ZekeAranyLucas/material-takehome

Repository files navigation

Material Security Take-home Interview: In-Memory Filesystem

Overview

Prompt

Build an in-memory filesystem! This is a simplified file system that supports both files and directories. You don’t have to work with any actual files, everything will just be contained in-memory.

Write functions that correspond to familiar file system commands. We only care about the capabilities, so you may choose to combine multiple capabilities into one function, or even split up one capability amongst multiple functions (up to you). You can leave comments and TODOs if there are ideas or issues you want to discuss or point out, but don’t have time to implement/fix, or aren’t quite sure how.

Proposal

Build the project using Codespaces and Java to optimize for accessibility by reviewers. Since we are using Java, integrating with NIO's FileSystemProvider will give our clients the richest possible implementation. It will also enable using Java's Files API and transparently interop with other integrated stores, including the OS default file system. See Decision Records for details.

Results

Implementation based on FileSystemProvider has proven to be a success and a lot of fun!

Once all of the functional requirements were met, many of the extension capabilities were also usable, or added by simple incremental changes (eg, streams, paths, tree walks, move, and copy).
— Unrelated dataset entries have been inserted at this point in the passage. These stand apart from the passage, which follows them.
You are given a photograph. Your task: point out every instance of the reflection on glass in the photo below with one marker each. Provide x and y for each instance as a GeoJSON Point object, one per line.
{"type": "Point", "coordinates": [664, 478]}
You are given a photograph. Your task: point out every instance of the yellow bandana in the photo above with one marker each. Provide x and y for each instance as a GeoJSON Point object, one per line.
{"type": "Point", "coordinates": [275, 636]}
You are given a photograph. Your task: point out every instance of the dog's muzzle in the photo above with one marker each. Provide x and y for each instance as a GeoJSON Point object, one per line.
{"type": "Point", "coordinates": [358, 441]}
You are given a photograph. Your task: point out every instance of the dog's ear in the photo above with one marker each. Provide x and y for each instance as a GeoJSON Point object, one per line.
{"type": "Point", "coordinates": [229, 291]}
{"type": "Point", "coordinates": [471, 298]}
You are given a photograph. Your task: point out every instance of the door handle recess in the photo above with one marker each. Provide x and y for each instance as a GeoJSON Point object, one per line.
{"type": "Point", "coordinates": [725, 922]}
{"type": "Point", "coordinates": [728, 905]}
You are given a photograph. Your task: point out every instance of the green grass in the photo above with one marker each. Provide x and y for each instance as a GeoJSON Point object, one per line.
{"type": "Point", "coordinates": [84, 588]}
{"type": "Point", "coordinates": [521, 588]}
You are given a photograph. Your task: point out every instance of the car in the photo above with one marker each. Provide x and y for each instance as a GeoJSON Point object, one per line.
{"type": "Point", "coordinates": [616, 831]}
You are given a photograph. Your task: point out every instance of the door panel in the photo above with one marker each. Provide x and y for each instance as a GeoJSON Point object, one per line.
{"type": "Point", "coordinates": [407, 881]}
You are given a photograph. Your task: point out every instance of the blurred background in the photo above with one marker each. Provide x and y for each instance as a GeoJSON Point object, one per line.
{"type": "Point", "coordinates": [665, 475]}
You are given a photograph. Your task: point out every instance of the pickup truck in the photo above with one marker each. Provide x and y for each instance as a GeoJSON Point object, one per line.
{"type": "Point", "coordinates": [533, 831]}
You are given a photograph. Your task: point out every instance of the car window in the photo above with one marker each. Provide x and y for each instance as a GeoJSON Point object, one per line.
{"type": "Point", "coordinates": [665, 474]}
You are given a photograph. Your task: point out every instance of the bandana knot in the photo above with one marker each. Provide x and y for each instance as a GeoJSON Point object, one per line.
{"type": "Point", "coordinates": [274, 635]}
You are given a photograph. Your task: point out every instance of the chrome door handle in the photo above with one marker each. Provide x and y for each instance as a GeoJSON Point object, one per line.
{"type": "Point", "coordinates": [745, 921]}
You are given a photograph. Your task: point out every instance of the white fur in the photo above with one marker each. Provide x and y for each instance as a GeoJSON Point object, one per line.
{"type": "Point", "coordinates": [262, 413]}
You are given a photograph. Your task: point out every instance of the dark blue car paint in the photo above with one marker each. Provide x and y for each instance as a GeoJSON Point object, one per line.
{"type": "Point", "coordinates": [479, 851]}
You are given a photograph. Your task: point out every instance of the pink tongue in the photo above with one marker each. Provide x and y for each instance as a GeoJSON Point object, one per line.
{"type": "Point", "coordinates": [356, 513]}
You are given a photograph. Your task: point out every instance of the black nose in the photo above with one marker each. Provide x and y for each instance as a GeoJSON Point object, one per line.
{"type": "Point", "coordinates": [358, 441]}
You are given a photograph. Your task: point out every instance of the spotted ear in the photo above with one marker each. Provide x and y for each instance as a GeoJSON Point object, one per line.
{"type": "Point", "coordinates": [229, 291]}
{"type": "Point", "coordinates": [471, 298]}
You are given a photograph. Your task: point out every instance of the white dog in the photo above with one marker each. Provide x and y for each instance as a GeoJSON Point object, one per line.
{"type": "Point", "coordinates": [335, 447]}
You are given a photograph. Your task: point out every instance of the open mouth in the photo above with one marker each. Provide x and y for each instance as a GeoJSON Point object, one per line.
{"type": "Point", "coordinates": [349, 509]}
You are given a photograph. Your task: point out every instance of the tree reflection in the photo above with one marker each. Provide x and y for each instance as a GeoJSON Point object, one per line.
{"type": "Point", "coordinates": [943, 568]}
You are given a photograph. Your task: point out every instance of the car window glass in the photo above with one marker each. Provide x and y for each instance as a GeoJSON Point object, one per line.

And some features come almost for free, like importing files from the OS.

Verifying the requirements

  1. Try Out Codespaces: Java

    • Follow these steps to open this repo in Codespaces:
    • Click the Code drop-down menu.
    • Click on the Codespaces tab.
    • Click Create Codespace on main.
    • For more info, check out the GitHub documentation.
    • Or just treat it like a Java repo.
  2. Run the Tests:

    • The core functional scenarios are covered in ImfsContextTest.
    • Open the file and use the right-click Run Test options.
    • Add a breakpoint.
    • Click the Debug Test in the Code Lens above the function and watch it hit any breakpoints.
    • Once the breakpoint is hit, try hovering over variables, examining locals, and more.
  3. Explore the code:

Requirements

Copied from the PDF.

Structural parameters

  • Choose a language of your choice (excluding bash, Haskell, or scala).
    • >> Java selected.
  • Feel free to use small libraries where appropriate instead of reinventing the wheel.
    • >> Added Lombok for immutable POJOs.
  • Feel free to look things up or use other reference material as you would when working normally.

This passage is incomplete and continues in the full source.